One in five manufacturing staff involved in cybersecurity incident


One in five staff in the manufacturing industry admit to having been involved in a security breach or loss of sensitive company data, according to a recent survey conducted by Impero Software, provider of software solutions helping people work, learn and connect safely online.
The research, which saw 400 manufacturing employees asked about their cybersecurity behaviours and experiences, found that more than a quarter (28%) lack the confidence to recognise and report cybersecurity threats at work, while a further three in ten (30%) want their employers to improve the quality of cybersecurity training. Forty percent would also consider resigning if their company was involved in a major security incident.

This is significant given that over half (51%) access company systems and data on their personal devices, on average, three times a week. Amongst this group, a further 24% report that their organisation does not enforce a strict security policy for personal devices – or simply does not have such a policy to begin with. An average manufacturing professional will access company data four times a week, employee data three times a week, and customer data twice a week. 
The availability of cybersecurity infrastructure also shows room for improvement. Only around half of respondents reported having access to critical security tools such as secure remote access software (54%), virtual private networks (51%) and multi-factor authentication (41%). 

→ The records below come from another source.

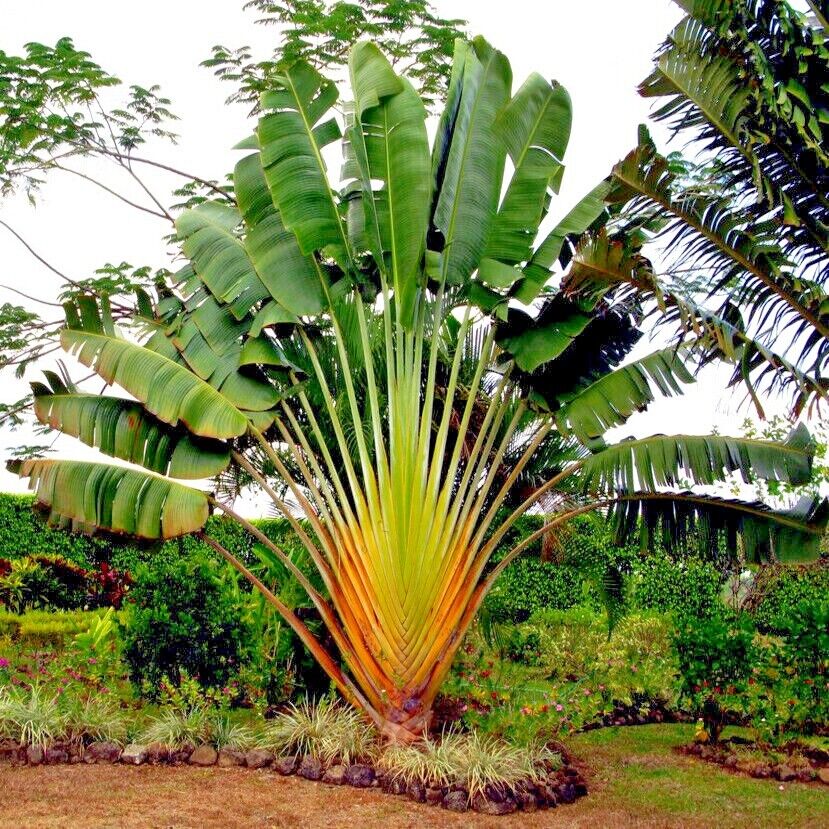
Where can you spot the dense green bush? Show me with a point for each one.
(689, 588)
(24, 532)
(531, 583)
(39, 628)
(789, 689)
(716, 659)
(779, 590)
(184, 617)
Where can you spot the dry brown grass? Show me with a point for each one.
(636, 780)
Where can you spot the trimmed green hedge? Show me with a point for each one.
(23, 532)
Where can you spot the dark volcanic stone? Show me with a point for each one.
(485, 806)
(12, 752)
(286, 765)
(181, 754)
(103, 752)
(785, 773)
(310, 768)
(34, 755)
(527, 801)
(158, 753)
(359, 775)
(395, 785)
(56, 754)
(258, 758)
(134, 754)
(229, 757)
(434, 795)
(456, 801)
(566, 793)
(335, 775)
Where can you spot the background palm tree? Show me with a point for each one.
(266, 342)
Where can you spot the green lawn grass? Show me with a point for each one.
(638, 771)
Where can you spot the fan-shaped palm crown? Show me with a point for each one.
(318, 341)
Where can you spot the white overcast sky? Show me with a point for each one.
(599, 50)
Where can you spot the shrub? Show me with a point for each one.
(789, 689)
(479, 763)
(779, 590)
(716, 658)
(30, 716)
(94, 718)
(179, 726)
(183, 617)
(325, 729)
(689, 589)
(41, 628)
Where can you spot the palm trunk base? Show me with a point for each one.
(403, 728)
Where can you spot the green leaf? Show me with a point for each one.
(289, 276)
(538, 270)
(114, 498)
(469, 158)
(533, 343)
(169, 391)
(684, 520)
(122, 429)
(535, 127)
(291, 144)
(613, 398)
(660, 460)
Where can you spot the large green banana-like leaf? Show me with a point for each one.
(114, 498)
(219, 257)
(537, 271)
(659, 461)
(168, 390)
(469, 159)
(601, 264)
(713, 82)
(613, 398)
(535, 127)
(533, 342)
(291, 141)
(684, 520)
(121, 428)
(391, 146)
(290, 276)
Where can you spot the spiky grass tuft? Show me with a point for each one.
(96, 718)
(325, 729)
(473, 761)
(31, 716)
(177, 727)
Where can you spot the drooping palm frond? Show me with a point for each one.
(745, 82)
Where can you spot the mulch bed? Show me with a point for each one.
(560, 786)
(799, 763)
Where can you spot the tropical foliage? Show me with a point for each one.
(396, 464)
(741, 232)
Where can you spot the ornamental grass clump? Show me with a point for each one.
(476, 762)
(395, 354)
(174, 726)
(95, 718)
(31, 716)
(325, 729)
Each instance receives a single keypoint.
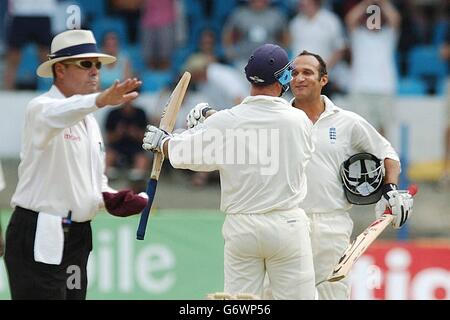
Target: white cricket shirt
(337, 135)
(276, 141)
(62, 157)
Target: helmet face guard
(362, 178)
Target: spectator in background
(28, 21)
(249, 27)
(130, 11)
(208, 45)
(444, 181)
(373, 72)
(219, 84)
(318, 30)
(158, 24)
(121, 69)
(125, 129)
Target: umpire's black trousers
(29, 279)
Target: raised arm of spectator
(353, 17)
(393, 18)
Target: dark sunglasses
(85, 64)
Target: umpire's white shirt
(62, 157)
(337, 135)
(249, 187)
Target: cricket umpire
(61, 182)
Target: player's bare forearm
(392, 171)
(166, 149)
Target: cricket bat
(362, 242)
(168, 119)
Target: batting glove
(400, 202)
(197, 114)
(154, 139)
(124, 203)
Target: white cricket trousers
(276, 242)
(330, 236)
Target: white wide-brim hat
(69, 45)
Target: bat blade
(362, 242)
(168, 119)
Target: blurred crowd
(375, 50)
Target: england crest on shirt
(332, 135)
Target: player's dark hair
(323, 66)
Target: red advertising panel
(397, 271)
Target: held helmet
(362, 178)
(268, 64)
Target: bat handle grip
(151, 190)
(412, 190)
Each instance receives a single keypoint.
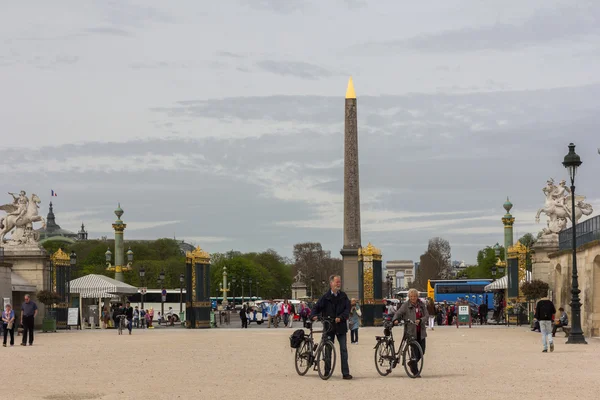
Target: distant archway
(558, 283)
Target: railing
(585, 232)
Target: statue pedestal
(31, 264)
(5, 283)
(540, 266)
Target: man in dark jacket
(335, 305)
(128, 315)
(544, 312)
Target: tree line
(271, 274)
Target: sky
(221, 123)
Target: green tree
(528, 240)
(486, 259)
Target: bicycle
(321, 357)
(387, 358)
(121, 324)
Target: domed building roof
(52, 229)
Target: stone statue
(20, 216)
(299, 277)
(558, 207)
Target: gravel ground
(482, 362)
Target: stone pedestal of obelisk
(352, 240)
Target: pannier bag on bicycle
(297, 338)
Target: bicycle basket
(297, 338)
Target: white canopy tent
(99, 287)
(502, 283)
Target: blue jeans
(546, 329)
(343, 353)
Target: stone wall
(33, 266)
(5, 283)
(588, 270)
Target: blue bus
(469, 289)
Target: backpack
(297, 338)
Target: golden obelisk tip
(350, 93)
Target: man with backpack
(544, 312)
(334, 304)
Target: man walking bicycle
(28, 313)
(335, 305)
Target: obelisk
(350, 278)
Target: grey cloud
(298, 69)
(281, 7)
(546, 26)
(109, 31)
(228, 189)
(230, 54)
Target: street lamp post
(572, 161)
(162, 298)
(243, 280)
(143, 281)
(72, 266)
(233, 280)
(181, 279)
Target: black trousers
(354, 336)
(343, 353)
(12, 333)
(28, 329)
(555, 327)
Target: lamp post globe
(130, 255)
(73, 259)
(497, 249)
(571, 162)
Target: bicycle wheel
(412, 358)
(384, 358)
(326, 360)
(303, 357)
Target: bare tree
(434, 263)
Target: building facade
(403, 272)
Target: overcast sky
(221, 122)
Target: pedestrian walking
(292, 315)
(413, 309)
(136, 317)
(28, 314)
(285, 311)
(272, 312)
(544, 310)
(431, 311)
(128, 315)
(563, 320)
(354, 321)
(8, 324)
(483, 311)
(244, 317)
(335, 304)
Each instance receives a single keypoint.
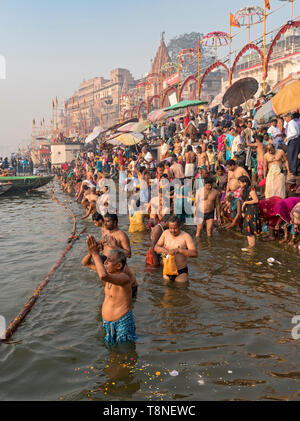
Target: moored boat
(24, 183)
(4, 187)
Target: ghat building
(96, 102)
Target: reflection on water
(227, 335)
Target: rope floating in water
(13, 326)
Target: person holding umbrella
(292, 142)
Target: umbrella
(130, 139)
(140, 126)
(216, 101)
(240, 92)
(114, 142)
(126, 127)
(287, 100)
(92, 136)
(291, 78)
(265, 114)
(156, 115)
(185, 104)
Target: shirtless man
(156, 233)
(202, 158)
(274, 157)
(177, 243)
(112, 238)
(260, 151)
(234, 172)
(190, 158)
(176, 168)
(118, 320)
(92, 198)
(206, 201)
(144, 179)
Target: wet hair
(97, 217)
(112, 216)
(165, 218)
(174, 219)
(208, 180)
(230, 162)
(120, 256)
(247, 188)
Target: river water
(227, 336)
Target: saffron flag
(233, 21)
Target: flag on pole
(233, 21)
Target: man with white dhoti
(190, 159)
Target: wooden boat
(4, 187)
(24, 183)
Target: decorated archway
(243, 51)
(186, 82)
(132, 111)
(289, 25)
(209, 70)
(126, 114)
(151, 99)
(143, 104)
(167, 92)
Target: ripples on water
(228, 334)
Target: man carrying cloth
(118, 320)
(179, 245)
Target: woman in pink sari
(266, 209)
(283, 211)
(295, 220)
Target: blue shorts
(120, 331)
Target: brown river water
(226, 336)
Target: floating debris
(173, 373)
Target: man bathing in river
(112, 238)
(179, 244)
(118, 320)
(206, 201)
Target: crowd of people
(211, 171)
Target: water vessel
(4, 187)
(24, 183)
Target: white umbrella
(95, 133)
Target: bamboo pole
(229, 62)
(56, 120)
(264, 67)
(199, 69)
(249, 26)
(178, 88)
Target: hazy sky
(50, 46)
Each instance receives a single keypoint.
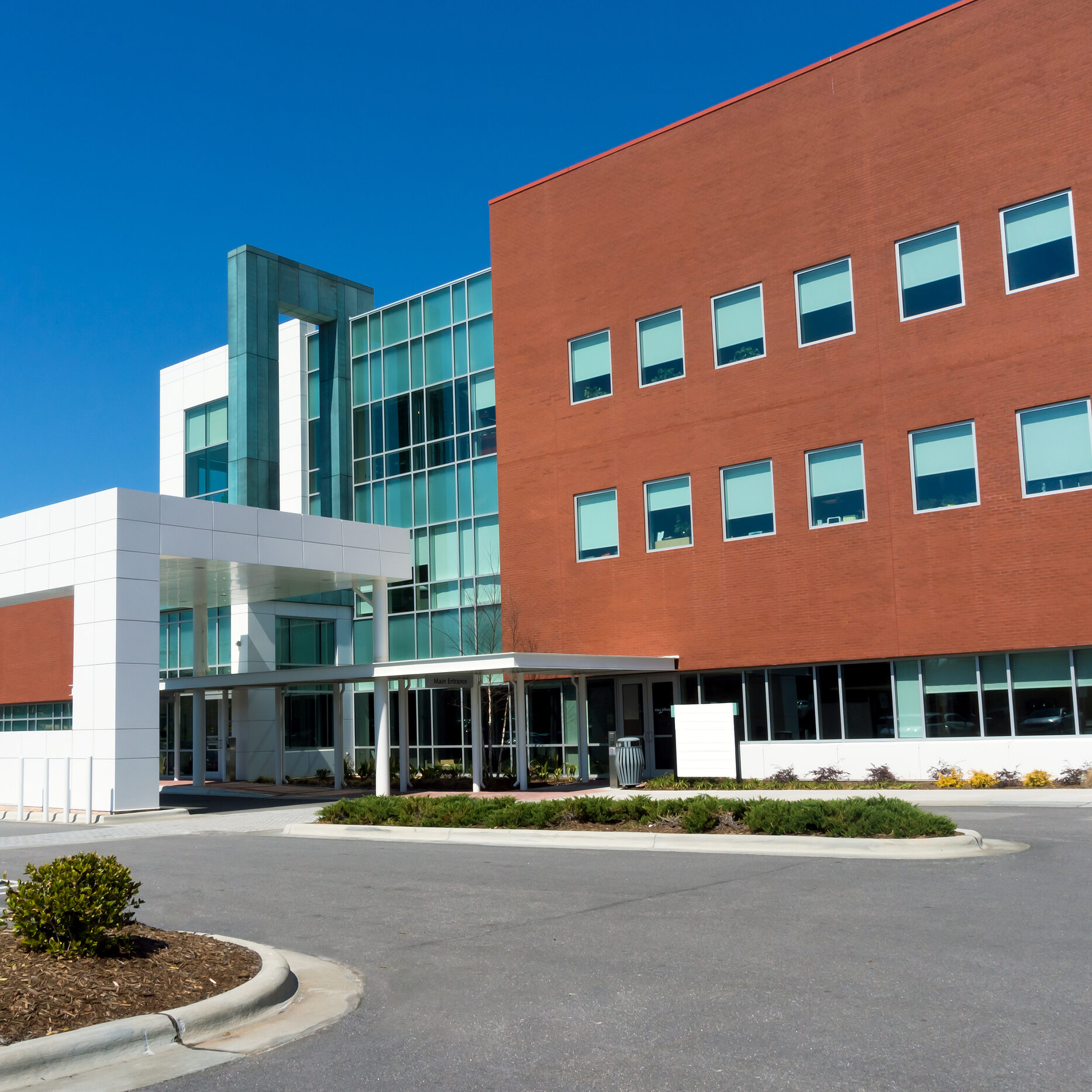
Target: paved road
(533, 970)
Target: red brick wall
(947, 122)
(36, 652)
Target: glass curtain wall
(425, 459)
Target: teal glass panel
(195, 429)
(443, 552)
(395, 325)
(446, 633)
(909, 697)
(377, 376)
(400, 501)
(360, 381)
(438, 356)
(397, 369)
(419, 501)
(480, 295)
(437, 311)
(400, 631)
(218, 423)
(481, 339)
(442, 494)
(360, 336)
(466, 492)
(487, 546)
(467, 549)
(416, 363)
(363, 641)
(459, 343)
(485, 485)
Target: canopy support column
(521, 731)
(583, 726)
(403, 735)
(476, 733)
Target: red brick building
(945, 579)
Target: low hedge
(857, 817)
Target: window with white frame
(1039, 242)
(825, 302)
(931, 273)
(945, 466)
(660, 347)
(590, 366)
(667, 507)
(1056, 448)
(598, 525)
(748, 500)
(837, 485)
(739, 326)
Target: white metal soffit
(501, 663)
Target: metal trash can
(631, 760)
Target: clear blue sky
(143, 141)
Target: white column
(476, 732)
(199, 739)
(521, 731)
(380, 654)
(403, 735)
(178, 736)
(222, 735)
(279, 728)
(340, 736)
(583, 725)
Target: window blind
(1056, 442)
(838, 470)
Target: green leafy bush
(876, 817)
(74, 905)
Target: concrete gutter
(292, 995)
(966, 843)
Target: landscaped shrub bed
(857, 817)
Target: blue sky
(142, 142)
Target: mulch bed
(42, 995)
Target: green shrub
(74, 905)
(876, 817)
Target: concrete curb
(967, 843)
(71, 1054)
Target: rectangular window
(598, 525)
(931, 273)
(748, 500)
(952, 697)
(667, 507)
(837, 485)
(739, 326)
(825, 302)
(590, 366)
(660, 346)
(945, 467)
(1039, 243)
(1056, 448)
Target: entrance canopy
(454, 672)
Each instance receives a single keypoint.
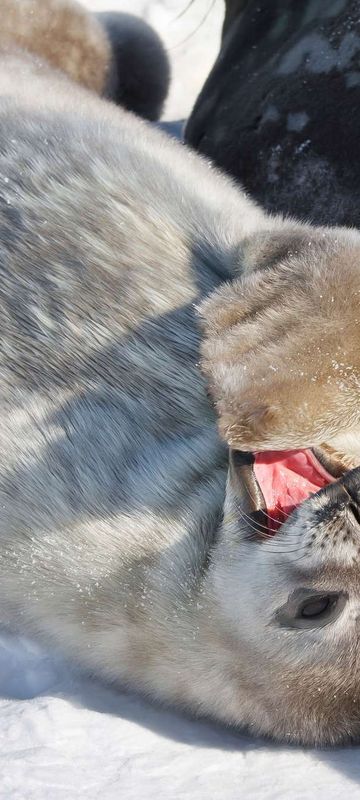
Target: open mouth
(274, 483)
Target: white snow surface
(63, 736)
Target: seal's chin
(271, 485)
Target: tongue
(286, 479)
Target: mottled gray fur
(114, 547)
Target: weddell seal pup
(134, 539)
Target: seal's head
(282, 359)
(295, 570)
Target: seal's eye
(317, 606)
(307, 609)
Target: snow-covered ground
(63, 737)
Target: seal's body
(128, 540)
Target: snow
(65, 736)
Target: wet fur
(122, 542)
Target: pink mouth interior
(286, 479)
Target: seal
(134, 537)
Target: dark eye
(306, 609)
(317, 606)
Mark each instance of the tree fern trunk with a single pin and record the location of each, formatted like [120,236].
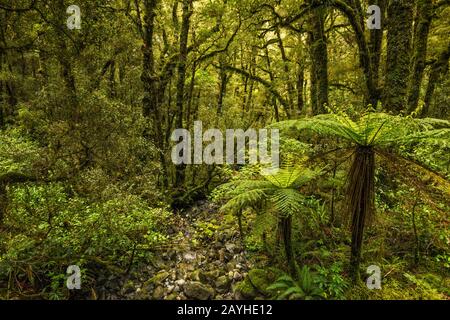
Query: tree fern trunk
[285,225]
[361,198]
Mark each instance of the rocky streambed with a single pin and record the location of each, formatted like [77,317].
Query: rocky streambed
[208,262]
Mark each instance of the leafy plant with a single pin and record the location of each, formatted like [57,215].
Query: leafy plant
[372,133]
[303,287]
[280,191]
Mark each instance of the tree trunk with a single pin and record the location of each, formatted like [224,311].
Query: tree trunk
[319,61]
[400,13]
[361,199]
[423,22]
[183,52]
[437,69]
[285,229]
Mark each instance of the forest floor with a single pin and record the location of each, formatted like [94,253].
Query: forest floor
[204,260]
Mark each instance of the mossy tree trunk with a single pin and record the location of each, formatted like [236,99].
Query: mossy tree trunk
[399,26]
[423,22]
[319,60]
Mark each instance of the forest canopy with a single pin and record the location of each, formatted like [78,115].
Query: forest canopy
[351,96]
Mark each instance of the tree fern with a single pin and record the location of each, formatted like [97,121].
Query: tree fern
[280,191]
[370,134]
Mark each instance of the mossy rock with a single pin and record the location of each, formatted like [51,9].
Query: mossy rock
[245,290]
[222,284]
[158,278]
[261,279]
[198,291]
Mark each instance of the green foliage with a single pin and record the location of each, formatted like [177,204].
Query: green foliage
[49,230]
[303,287]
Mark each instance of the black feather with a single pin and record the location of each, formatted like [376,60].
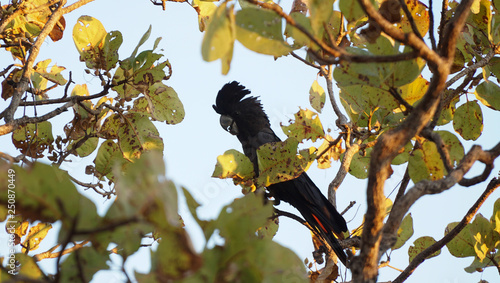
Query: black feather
[255,130]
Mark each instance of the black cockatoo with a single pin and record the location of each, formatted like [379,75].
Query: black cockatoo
[245,118]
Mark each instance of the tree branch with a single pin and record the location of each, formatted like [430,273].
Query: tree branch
[494,183]
[365,266]
[426,187]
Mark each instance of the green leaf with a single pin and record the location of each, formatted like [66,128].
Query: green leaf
[35,235]
[489,94]
[206,225]
[143,39]
[88,33]
[299,38]
[219,37]
[306,126]
[420,15]
[321,11]
[108,155]
[83,264]
[468,120]
[87,147]
[462,245]
[33,139]
[35,186]
[364,103]
[420,245]
[29,268]
[88,36]
[138,134]
[109,129]
[405,231]
[448,111]
[164,104]
[234,164]
[352,10]
[260,30]
[404,155]
[406,72]
[317,96]
[174,257]
[279,162]
[240,220]
[346,73]
[484,236]
[332,152]
[495,218]
[111,44]
[453,146]
[205,11]
[360,164]
[54,75]
[425,163]
[269,230]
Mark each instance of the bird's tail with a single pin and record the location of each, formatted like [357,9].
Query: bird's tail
[327,236]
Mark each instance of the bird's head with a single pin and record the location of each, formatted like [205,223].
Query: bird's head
[240,116]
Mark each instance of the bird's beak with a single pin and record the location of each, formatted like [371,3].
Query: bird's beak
[228,124]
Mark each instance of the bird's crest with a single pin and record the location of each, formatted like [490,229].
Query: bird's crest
[229,97]
[246,112]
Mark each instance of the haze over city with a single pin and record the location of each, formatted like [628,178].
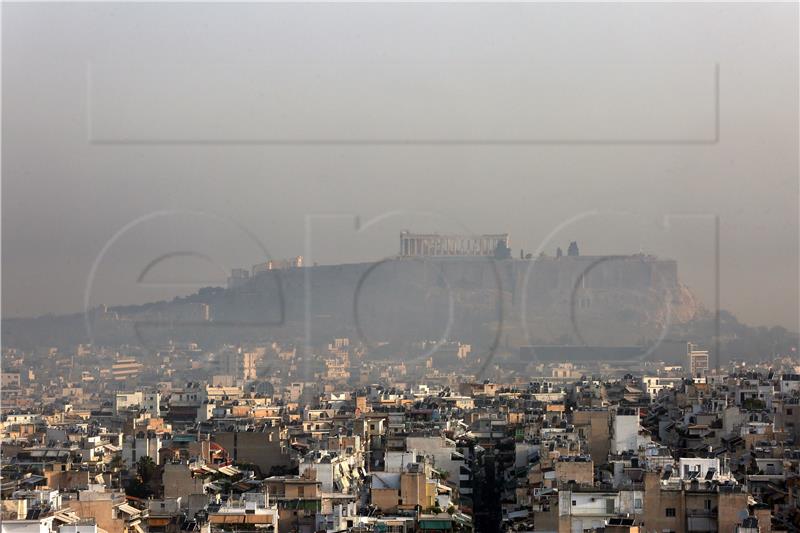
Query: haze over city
[111,113]
[400,268]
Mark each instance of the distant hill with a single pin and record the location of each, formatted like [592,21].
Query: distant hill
[600,300]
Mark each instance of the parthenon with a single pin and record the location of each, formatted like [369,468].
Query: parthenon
[437,245]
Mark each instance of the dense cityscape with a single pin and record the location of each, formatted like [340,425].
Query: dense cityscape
[427,435]
[399,267]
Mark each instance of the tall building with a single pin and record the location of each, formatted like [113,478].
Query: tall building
[698,360]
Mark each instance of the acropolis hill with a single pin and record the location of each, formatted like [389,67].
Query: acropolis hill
[462,288]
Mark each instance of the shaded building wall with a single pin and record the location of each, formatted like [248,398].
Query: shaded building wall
[262,449]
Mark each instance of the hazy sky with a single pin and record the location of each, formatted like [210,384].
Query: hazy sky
[209,133]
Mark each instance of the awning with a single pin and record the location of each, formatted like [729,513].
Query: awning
[129,509]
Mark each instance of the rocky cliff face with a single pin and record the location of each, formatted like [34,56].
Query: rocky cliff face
[604,300]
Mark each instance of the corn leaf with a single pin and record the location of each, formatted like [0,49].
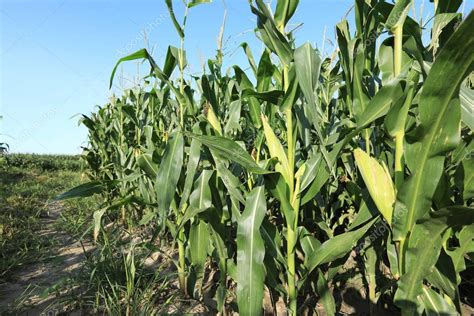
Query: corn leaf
[168,173]
[439,131]
[250,254]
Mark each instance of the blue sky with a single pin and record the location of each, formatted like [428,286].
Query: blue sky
[56,55]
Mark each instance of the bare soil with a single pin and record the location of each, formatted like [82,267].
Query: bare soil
[31,290]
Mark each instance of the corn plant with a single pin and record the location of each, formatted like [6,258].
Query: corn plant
[277,176]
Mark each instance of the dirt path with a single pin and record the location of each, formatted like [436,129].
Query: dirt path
[30,290]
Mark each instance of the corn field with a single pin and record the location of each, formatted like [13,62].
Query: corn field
[272,176]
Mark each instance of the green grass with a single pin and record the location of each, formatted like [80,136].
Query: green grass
[27,187]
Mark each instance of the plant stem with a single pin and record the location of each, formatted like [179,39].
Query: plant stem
[181,262]
[397,49]
[367,140]
[291,226]
[399,165]
[291,273]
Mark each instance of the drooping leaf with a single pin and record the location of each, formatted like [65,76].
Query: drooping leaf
[179,29]
[439,131]
[229,149]
[337,246]
[250,254]
[168,173]
[277,151]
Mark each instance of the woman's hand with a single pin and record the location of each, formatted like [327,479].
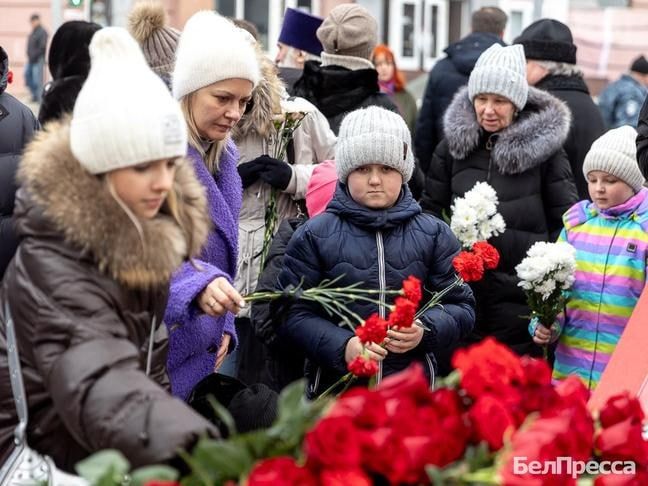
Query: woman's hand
[219,297]
[222,351]
[400,340]
[354,349]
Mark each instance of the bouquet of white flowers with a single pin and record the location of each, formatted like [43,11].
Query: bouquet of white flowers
[546,274]
[474,220]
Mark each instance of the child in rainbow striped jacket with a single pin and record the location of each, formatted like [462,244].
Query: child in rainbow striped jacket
[610,235]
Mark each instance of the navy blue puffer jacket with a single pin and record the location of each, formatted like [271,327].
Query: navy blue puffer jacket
[379,248]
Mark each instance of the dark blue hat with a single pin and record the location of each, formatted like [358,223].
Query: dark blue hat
[299,31]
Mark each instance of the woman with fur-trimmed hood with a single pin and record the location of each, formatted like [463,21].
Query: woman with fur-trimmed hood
[107,210]
[501,131]
[313,142]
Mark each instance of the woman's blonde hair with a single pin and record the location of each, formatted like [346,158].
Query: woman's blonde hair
[211,156]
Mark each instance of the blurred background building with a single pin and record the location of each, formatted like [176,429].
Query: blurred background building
[609,33]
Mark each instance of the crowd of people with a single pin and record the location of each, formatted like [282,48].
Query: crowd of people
[134,217]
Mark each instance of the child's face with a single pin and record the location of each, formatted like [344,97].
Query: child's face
[606,190]
[375,186]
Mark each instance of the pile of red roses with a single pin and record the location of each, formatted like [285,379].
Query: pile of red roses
[397,429]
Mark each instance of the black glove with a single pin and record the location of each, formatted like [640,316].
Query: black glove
[251,171]
[275,172]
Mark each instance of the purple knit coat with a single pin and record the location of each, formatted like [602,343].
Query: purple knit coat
[194,337]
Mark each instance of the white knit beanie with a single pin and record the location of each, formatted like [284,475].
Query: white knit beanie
[615,152]
[124,114]
[502,71]
[373,135]
[212,49]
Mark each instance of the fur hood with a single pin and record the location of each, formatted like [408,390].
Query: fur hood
[266,99]
[538,132]
[79,205]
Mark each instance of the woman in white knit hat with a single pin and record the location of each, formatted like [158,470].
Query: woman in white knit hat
[107,210]
[215,72]
[610,235]
[501,131]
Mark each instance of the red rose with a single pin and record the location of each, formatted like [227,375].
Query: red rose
[334,443]
[488,253]
[365,407]
[345,477]
[403,313]
[491,421]
[489,367]
[619,408]
[373,330]
[623,442]
[412,289]
[363,367]
[280,471]
[469,266]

The potential impact on cybersecurity is substantial here, as Impero CEO Justin Reilly warns: “Although many think of manufacturing as more analogue-driven, this is simply not the case anymore. The modern manufacturing environment is underpinned by a complex and often diverse network of connected devices, from cloud-based data storage systems, to automated assembly solutions and, increasingly, AI and robotics. While important for the sector’s evolution, this proliferation of devices has made it especially vulnerable to malicious attacks. Without adequate training to help staff spot and react to cyber threats, or clear device security policies and tools in place, many manufacturers will be left exposed to significant risk.”